Auf Grund der dagegen erhobenen Berufung behob die belangte Behörde am 10. Jänner 2007 den erstinstanzlichen Bescheid gemäß § 41 Abs. 3 AsylG 2005.

Mit Bescheid vom 20. April 2007 wies das Bundesasylamt den Antrag auf internationalen Schutz neuerlich gemäß § 5 Abs. 1 AsylG 2005 als unzulässig zurück, stellte fest, dass gemäß Art. 16 Abs. 1 lit. c "der Verordnung (EG) Nr. 343/2003 des Rates" die Slowakei für die Prüfung des Antrages zuständig sei (Spruchpunkt I.), wies den Beschwerdeführer gemäß § 10 Abs. 1 Z 1 AsylG 2005 dorthin aus und erklärte "demzufolge" dessen Zurückweisung, Zurückschiebung oder Abschiebung in die Slowakei für zulässig (Spruchpunkt II.).

Mit dem angefochtenen Bescheid wies die belangte Behörde die dagegen erhobene Berufung gemäß §§ 5, 10 AsylG 2005 ab und den Antrag des Beschwerdeführers, seiner Berufung aufschiebende Wirkung zuzuerkennen, als unzulässig zurück. Zur Abweisung der Berufung führte die belangte Behörde unter anderem - mit näherer Begründung - aus, dass keine Verpflichtung der österreichischen Behörden bestanden habe, vom Selbsteintrittsrecht gemäß Art. 3 Abs. 2 Dublin-Verordnung Gebrauch zu machen.

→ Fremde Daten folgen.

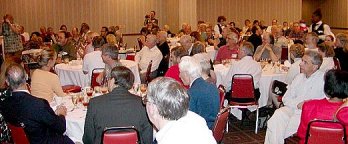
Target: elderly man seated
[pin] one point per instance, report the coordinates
(167, 105)
(117, 108)
(41, 124)
(204, 96)
(309, 84)
(149, 53)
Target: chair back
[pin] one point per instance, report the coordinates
(242, 86)
(148, 72)
(222, 92)
(337, 63)
(18, 134)
(285, 54)
(120, 135)
(140, 43)
(95, 73)
(320, 131)
(220, 124)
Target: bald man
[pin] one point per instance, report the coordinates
(148, 53)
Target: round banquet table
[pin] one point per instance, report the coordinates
(266, 79)
(72, 74)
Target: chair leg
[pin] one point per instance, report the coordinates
(257, 120)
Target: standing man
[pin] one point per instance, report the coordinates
(12, 41)
(149, 53)
(65, 47)
(320, 28)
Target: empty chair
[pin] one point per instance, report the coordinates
(220, 124)
(95, 73)
(18, 134)
(120, 135)
(243, 94)
(325, 131)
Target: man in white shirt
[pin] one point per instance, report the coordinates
(167, 105)
(306, 86)
(186, 42)
(93, 59)
(319, 27)
(148, 53)
(246, 65)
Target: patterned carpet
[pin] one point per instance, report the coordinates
(245, 134)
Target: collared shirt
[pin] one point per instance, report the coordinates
(247, 65)
(189, 129)
(303, 88)
(144, 57)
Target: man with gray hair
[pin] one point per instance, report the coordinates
(167, 105)
(186, 42)
(149, 53)
(41, 124)
(309, 84)
(204, 96)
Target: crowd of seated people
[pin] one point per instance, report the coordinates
(191, 67)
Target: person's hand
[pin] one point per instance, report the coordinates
(300, 105)
(61, 110)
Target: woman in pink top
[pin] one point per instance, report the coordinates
(175, 55)
(230, 50)
(335, 87)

In Bezug auf den in Österreich aufhältigen Bruder des Beschwerdeführers führte die belangte Behörde wörtlich Folgendes aus:

"Auch der Umstand, dass der Bruder des (Beschwerdeführers) in Österreich ist, stellt keine Verletzung des Art. 8 EMRK dar. Eine Verletzung des Familienlebens ist nicht gegeben, da der volljährige Bruder des volljährigen (Beschwerdeführers) nicht zur Familie im Sinne des Art. 8 EMRK gehört. Eine Verletzung des Privatlebens des (Beschwerdeführers) ist aber auch nicht gegeben. Wie wohl die Trennung von seinem Bruder einen Eingriff in das Privatleben des (Beschwerdeführers) darstellt, so ist dieser geringer, als das öffentliche Interesse an der Ausweisung des (Beschwerdeführers), das sich einerseits an der Durchsetzung der Ziele der Fremdenpolizei und des Zuwanderungswesens zu orientieren hat und andererseits sicherzustellen hat, dass ein entsprechender Dublin-Vollzug funktioniert (siehe etwa § 5 Abs. 3 AsylG). Darüber hinaus ist im Falle des (Beschwerdeführers), der keiner geregelten Arbeit nachgeht, mit einer erheblichen Belastung der Gebietskörperschaften zu rechnen, die das öffentliche Interesse an der Ausweisung noch stärker gewichten. Insgesamt gesehen liegt daher mangels Integration des seit November 2006 im Bundesgebiet befindlichen Asylwerbers keine Verletzung des Privatlebens im Sinne des Art. 8 EMRK vor, sodass die Ausweisung des (Beschwerdeführers), dem kein Aufenthaltsrecht außerhalb des Asylgesetzes zusteht, rechtlich zulässig ist."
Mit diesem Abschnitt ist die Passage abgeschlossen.